By the way, in your OP, you wrote:

You do realize that you have seriously misquoted the paper such that it says something completely different? Not sure what happened here, but what you wrote here is essentially gibberish.

The correct quote is:

There’s a thread in the Game Room discussing this extensively, but in summary:

Yes, the Colts balls were tested and found to still be compliant. However, there is very little information available about the circumstances of the testing. We don’t know when the Colts balls were tested in comparison to the Patriots, nor do we have a baseline as to what the original pressures were.

Of course, we also don’t know the exact circumstances that the Patriots balls were tested in either. It’s possible that they were dried off and allowed to warm up before being tested as well.

In short, there is a lot more that we don’t know than there is that we do know.

Pointless scientific research about footballs in artificial conditions.

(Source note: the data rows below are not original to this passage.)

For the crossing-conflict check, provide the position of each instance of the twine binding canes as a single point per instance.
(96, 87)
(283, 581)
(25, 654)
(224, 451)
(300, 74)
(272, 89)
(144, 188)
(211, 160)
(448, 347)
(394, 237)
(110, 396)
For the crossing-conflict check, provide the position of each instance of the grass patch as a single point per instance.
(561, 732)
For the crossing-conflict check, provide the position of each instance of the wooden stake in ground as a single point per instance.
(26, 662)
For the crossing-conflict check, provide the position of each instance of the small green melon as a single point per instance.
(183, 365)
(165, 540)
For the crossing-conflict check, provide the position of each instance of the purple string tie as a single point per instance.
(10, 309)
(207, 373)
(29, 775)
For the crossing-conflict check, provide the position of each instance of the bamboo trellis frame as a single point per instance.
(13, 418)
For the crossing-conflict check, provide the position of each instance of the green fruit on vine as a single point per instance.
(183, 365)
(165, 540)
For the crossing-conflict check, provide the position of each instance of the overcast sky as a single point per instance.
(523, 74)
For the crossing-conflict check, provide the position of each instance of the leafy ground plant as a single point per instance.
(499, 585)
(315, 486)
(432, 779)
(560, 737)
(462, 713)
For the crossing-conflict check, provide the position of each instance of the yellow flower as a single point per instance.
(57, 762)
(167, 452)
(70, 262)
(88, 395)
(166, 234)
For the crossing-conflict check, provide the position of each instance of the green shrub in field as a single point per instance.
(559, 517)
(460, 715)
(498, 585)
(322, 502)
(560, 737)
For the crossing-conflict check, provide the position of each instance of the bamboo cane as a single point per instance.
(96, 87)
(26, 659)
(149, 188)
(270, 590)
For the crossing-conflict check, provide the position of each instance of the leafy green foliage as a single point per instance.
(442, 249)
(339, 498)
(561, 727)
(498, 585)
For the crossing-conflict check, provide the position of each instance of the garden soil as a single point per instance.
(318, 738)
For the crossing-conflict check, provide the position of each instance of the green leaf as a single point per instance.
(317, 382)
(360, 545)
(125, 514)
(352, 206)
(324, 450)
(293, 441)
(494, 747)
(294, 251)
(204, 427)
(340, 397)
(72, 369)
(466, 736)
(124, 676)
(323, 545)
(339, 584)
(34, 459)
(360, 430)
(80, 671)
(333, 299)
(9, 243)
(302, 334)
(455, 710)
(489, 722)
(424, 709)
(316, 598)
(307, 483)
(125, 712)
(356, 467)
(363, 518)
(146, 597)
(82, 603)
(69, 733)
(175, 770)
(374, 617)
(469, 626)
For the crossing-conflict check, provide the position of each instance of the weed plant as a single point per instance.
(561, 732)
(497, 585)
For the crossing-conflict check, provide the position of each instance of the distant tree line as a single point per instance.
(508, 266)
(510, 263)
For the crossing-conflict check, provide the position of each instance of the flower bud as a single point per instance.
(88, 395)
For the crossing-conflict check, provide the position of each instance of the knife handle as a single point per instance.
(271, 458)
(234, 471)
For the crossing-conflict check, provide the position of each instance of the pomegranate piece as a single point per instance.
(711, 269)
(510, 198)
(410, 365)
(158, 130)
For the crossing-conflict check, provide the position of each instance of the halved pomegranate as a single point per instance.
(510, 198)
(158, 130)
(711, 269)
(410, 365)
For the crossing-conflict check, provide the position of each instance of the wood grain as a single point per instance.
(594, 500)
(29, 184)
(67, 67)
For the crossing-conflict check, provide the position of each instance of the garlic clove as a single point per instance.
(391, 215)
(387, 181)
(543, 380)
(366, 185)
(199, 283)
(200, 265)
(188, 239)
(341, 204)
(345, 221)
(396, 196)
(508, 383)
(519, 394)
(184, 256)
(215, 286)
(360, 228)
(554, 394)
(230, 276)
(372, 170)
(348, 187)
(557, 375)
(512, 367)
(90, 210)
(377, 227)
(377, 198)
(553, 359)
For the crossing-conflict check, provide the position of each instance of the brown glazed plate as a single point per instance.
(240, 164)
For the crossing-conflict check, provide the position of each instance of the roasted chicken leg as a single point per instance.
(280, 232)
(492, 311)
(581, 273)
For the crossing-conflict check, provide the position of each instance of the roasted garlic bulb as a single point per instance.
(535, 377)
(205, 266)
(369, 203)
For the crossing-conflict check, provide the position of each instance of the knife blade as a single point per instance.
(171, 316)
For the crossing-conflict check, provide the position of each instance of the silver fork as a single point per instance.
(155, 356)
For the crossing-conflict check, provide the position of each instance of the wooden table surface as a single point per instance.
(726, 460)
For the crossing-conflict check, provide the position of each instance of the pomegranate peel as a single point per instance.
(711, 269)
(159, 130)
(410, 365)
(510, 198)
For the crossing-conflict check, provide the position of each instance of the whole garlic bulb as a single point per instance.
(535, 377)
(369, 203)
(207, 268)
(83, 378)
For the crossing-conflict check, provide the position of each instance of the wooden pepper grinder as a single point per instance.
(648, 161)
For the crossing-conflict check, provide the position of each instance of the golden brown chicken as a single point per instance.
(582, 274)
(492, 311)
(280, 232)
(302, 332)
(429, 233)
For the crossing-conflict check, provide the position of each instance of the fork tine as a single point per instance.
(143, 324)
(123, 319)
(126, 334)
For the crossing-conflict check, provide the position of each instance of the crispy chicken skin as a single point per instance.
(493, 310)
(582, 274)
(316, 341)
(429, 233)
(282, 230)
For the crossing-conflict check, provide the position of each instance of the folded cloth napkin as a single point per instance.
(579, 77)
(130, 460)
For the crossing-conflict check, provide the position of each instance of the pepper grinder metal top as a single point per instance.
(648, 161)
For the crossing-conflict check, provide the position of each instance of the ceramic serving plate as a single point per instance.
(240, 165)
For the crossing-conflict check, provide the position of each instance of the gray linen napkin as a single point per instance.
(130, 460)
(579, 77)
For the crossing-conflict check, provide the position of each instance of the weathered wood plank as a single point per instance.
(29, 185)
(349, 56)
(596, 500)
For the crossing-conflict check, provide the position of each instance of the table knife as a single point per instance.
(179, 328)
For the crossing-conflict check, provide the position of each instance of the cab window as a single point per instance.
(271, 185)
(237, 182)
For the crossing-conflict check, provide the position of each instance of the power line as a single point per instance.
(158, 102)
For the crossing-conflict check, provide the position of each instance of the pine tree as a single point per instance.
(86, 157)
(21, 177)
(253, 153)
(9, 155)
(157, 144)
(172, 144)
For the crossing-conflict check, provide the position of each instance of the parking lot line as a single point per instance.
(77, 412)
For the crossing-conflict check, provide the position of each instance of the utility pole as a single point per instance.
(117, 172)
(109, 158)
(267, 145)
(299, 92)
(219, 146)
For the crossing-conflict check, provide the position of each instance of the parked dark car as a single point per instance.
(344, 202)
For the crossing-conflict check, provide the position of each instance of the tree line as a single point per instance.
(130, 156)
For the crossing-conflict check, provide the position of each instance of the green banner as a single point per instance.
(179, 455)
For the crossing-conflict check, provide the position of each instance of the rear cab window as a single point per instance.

The subject can be accurately studied later this year when the football season resumes using actual conditions.

If I recall my high school physics…

Boyle’s law is pretty simple - PV=nRT
P- pressure, V-Volume, n and R fixed for general purposes (Ideal gas constant, etc.), and T - temperature in absolute
(i.e. 0K = -273C)

So if a ball is inflated at room temperate - say 20C - to 13PSI, then allowed to cool to freezing (0C, 273K) I’ll cheat here and mix units, since in limited circumstances it won’t matter.
Volume stays the same so cancels out, assuming the ball does not swell too much…

PV/T = PV/T
(13)/(293) = P/(273) => P= 12.11

Which makes sense; one factor varies by about 20 in 300 or 7%, the other will too.

Note the main assumption - the volume does not change. Not sure how resilient a football is, how the size changes when it is deflated a bit; but if it does, that would suggest the ball volume shrinks, which would mean the pressure *drop *would be less than calculated, the resulting pressure higher.

Sorry, wrong answer.

As I indicated in the other thread here, you’re making the same mistake as many physicists who were quoted in the media (including Neil Degrasse Tyson).

While you accounted for absolute temperature in your calculation, you neglected the fact that footballs are measured using gauge pressure (psig), which is the pressure above atmospheric pressure. To use the ideal gas law, not only do you have to convert temperatures measured in degrees Fahrenheit or Celsius to absolute temperatures, but you have to convert gauge pressures to absolute pressures.

To convert from psig (gauge pressure) to psia (absolute pressure), you need to add 14.7 psi to account for atmospheric pressure: 0 psig = 14.7 psia; and 12.5 psig = 27.2 psia.

Redoing the erroneous calculation above indicates that the same football that measures 13 psig (27.7 psia) at 20 deg C (293 K), would actually drop to 11.1 psig (25.8 psia) in 0 deg C (273 K) weather.

This is a full psi below what you calculated, and since the whole controversy hinges on just a 2 psi difference, it would seem important to get this part right.

The volume of the football is constrained by the leather cover. If anything, as noted in the OP, some experiments that have been reported in the media indicate that the leather may stretch slightly when wetted, causing the pressure to drop *more * than calculated.

All of this has been hashed (and rehashed) to death in the other thread, BTW.

P.S. To get more exact, you would have to determine if the atmospheric pressure was exactly 14.7 psi, and of course, the ideal gas law itself assumes ideal gas behavior, which only approximates the behavior of air. This would likely not significantly change the answer, however.